Se produjo un largo silencio mientras analizaba sus opciones.

– ¿Cuánto tiempo? -preguntó.

Miré a Walter.

– Veinticuatro horas -contestó-. Para entonces debería tener lo que necesitáis.

– En ese caso, caeremos sobre él mañana por la noche -dije.

– ¿Caeremos? -preguntó Louis.

– Caeremos -repetí.

Clavó su mirada en la mía.

– Esto es una cuestión personal -dijo.

– Lo entiendo.

– Una cosa tiene que quedar clara. Tú actúas a tu manera, y lo respeto, pero aquí tu conciencia no pinta nada. A la primera duda, quiero que lo dejes. Eso va por todos.

Lanzó una rápida mirada a Walter. Al ver que Walter se disponía a contestar, tendí la mano y le toqué el brazo, y él se relajó un poco. Walter no participaría en nada que implicase una transgresión de su estricto código moral. Aun sin la placa, seguía siendo policía, y de los buenos. No sentía la necesidad de justificarse ante Louis.

Con eso quedó todo dicho. Habíamos acabado. Le indiqué a Walter que empleara el teléfono del despacho, y empezó a hacer llamadas. Louis fue a despertar a Martha para llevarla de vuelta a Nueva York. Ángel se reunió conmigo en la puerta de la casa.

– ¿Sabe ella lo de vosotros dos? -pregunté.

– Yo no la conocía -respondió Ángel-. Para serte sincero, ni siquiera tenía muy claro que existiera la familia.

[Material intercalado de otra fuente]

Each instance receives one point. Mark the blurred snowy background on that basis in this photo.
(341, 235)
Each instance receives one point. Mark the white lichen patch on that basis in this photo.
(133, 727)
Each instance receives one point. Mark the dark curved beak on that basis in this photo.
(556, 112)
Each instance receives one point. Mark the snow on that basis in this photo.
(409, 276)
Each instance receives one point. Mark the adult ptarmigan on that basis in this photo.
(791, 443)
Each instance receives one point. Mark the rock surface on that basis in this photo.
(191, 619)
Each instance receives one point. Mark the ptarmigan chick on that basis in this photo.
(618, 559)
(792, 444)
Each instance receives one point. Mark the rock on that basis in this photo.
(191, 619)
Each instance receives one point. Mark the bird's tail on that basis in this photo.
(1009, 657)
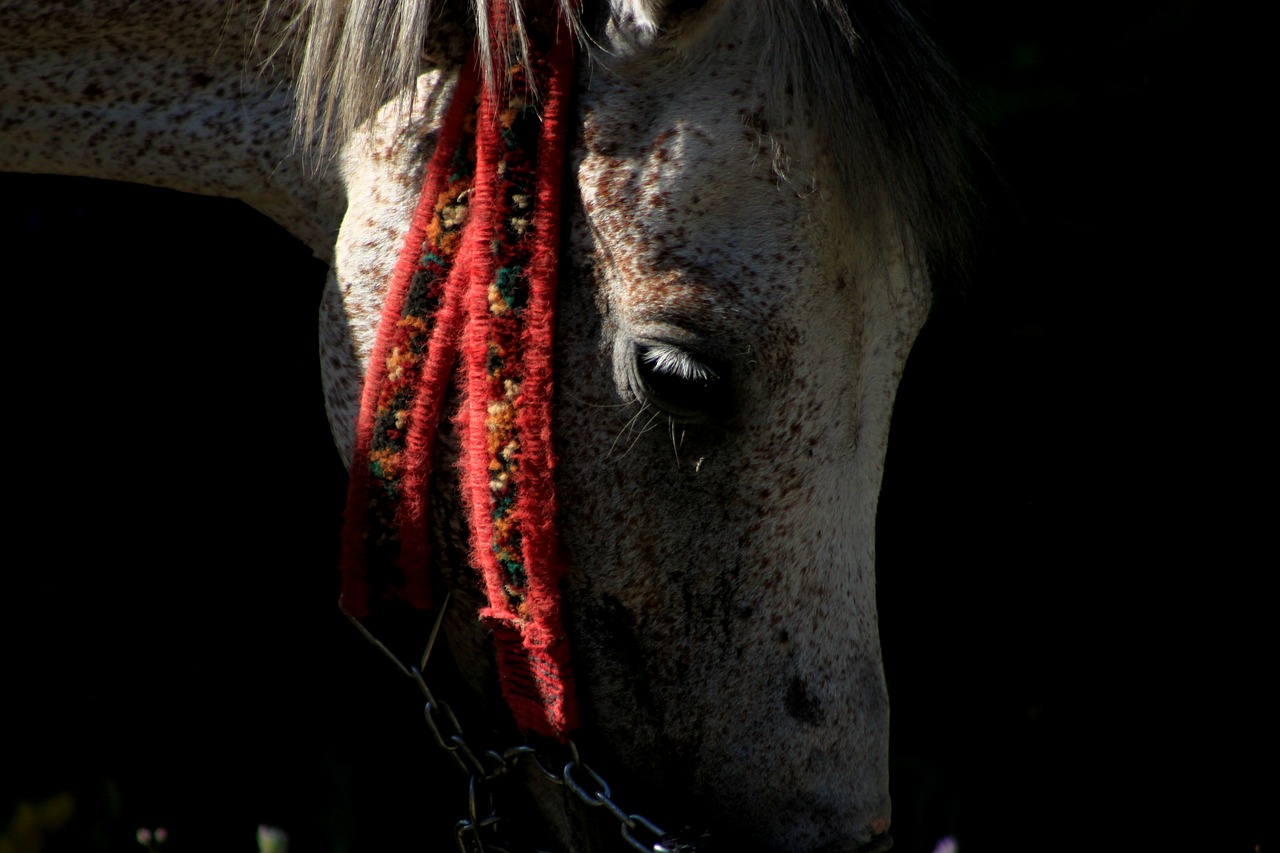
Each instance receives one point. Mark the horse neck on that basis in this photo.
(167, 95)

Me imaginaba que alguien lo había criado en una jaula y luego lo había soltado en la selva. Pero creo que es una mujer lista. Si aún no lo sabe, pronto lo adivinará. Y entonces ya veremos.

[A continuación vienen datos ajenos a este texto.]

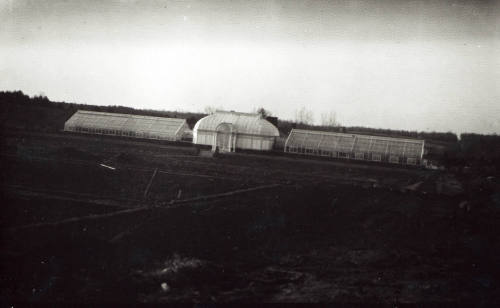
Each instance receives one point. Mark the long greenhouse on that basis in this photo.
(128, 125)
(355, 146)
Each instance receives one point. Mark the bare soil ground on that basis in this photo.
(327, 232)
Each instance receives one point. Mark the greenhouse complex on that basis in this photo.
(227, 131)
(354, 146)
(129, 125)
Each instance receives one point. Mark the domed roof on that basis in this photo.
(243, 123)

Observamos a Rachel mientras acompañaba a dos amigos suyos al coche. Era preciosa. Me encantaba su manera de moverse, su porte, su gracia. Sentí que algo se desgarraba dentro de mí, como un punto débil en una pared que lentamente empieza a extenderse, amenazando la resistencia y la estabilidad del conjunto.

– No va a gustarle -comentó Ángel.

– Se lo debo a Louis -contesté.

Ángel casi se echó a reír.

– No le debes nada a él ni a mí. Quizás a ti te lo parezca, pero nosotros no lo vemos así. Ahora tienes una familia, tienes una mujer que te quiere y una hija que depende de ti. No la cagues.